The majority of assets held by the England and Wales Local Government Pension Scheme (LGPS) system are now held within pooled vehicles, according to the scheme’s latest annual report.

Two thirds (66%) of the system’s £342bn (€397bn) assets were in pooled funds as of the end of March 2021. This included those operated by the LGPS’s eight asset pooling companies, reflecting the effect of the drive to combine assets in place since 2016.

Between the 2015-16 financial year and the 2020-21 financial year, assets held in pooled vehicles increased from 43.6% to 66.2%, data from annual reports show.

However, the actual amount held by the pooling companies was not reflected in the annual report, published today by the LGPS Scheme Advisory Board. This is due to inconsistencies related to reporting of asset allocations by the 86 underlying funds operated by local authorities in England and Wales.

According to the Scheme Advisory Board, 14% of the LGPS’s total assets were invested in public equities, 5% in bonds, and 2% in direct property.

Nearly 9% of the LGPS’s total assets were defined as “other” investments, such as private markets and infrastructure. The UK government recently issued a call for the LGPS to invest as much as 5% of its total assets into UK infrastructure as part of its ‘Levelling Up’ agenda to increase capital spend outside of London and the southeast of England.

To inform the discussion around this point, Councillor Roger Phillips, chair of the Scheme Advisory Board, said it was important that the LGPS system developed a more consistent and clear approach to reporting assets.

Speaking at the Pensions and Lifetime Savings Association’s annual LGPS conference today, Phillips said: “We need to understand better how [assets] are defined within individual funds. None of us have a problem with investing in the UK, providing that we recognise that we are a pension, not a grant giver – we need to have a return.”

“We need to understand better how [assets] are defined within individual funds.”

Councillor Roger Phillips, chair of the Scheme Advisory Board

He added: “We need to make very clear the definition of [infrastructure] and whether we are properly capturing it – and, indeed, how much UK infrastructure we are already delivering. That would be a very powerful piece of information.”

The Scheme Advisory Board will work with pooling companies and individual funds to improve consistency and transparency of asset allocations, Phillips added.

He also explained that such an improved reporting approach would also help understand the LGPS’s overall investments in environmental, social and governance-themed strategies.

The system receives many requests for information about these kinds of investments from members, campaign groups and the media, meaning a clearer and more consistent approach to reporting assets would make responding to these requests easier.

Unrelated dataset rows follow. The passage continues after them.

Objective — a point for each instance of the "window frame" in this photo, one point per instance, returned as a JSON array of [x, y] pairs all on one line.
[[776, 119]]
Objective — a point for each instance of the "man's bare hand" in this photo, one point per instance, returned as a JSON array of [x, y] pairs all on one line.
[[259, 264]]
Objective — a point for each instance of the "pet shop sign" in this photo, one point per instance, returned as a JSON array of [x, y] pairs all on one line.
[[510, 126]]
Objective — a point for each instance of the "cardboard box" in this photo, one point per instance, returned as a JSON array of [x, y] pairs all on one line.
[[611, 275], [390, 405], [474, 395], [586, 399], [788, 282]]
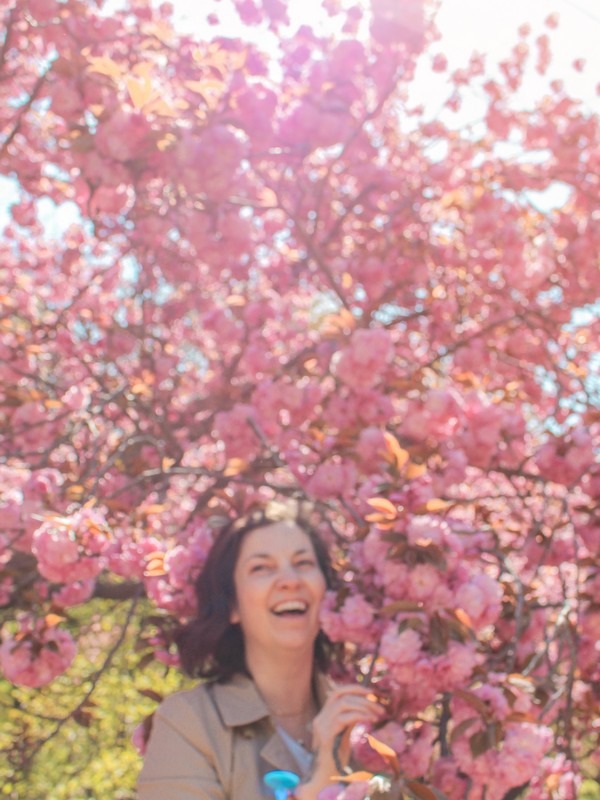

The LGPS’s annual report also revealed that total assets held by funds in England and Wales increased by 24% from March 2020 to hit £342bn as of 31 March 2021.

Investment returns amounted to 21%, and the system remained cashflow positive. However, Phillips warned that local authorities would have to monitor their funds’ cash positions as the number of retired members increased and they became more dependent on investment income to pay benefits.

“We are a maturing scheme, [but] we knew this and we have been planning for this,” he said. “All contributions plus investment income are now required to pay pensions. Managing cashflow is a useful phrase but we need to understand what exactly it means.”

Management costs rose by £196m across the system, which Phillips said reflected the increase in scheme assets and a rise in allocations to more expensive asset classes such as private markets.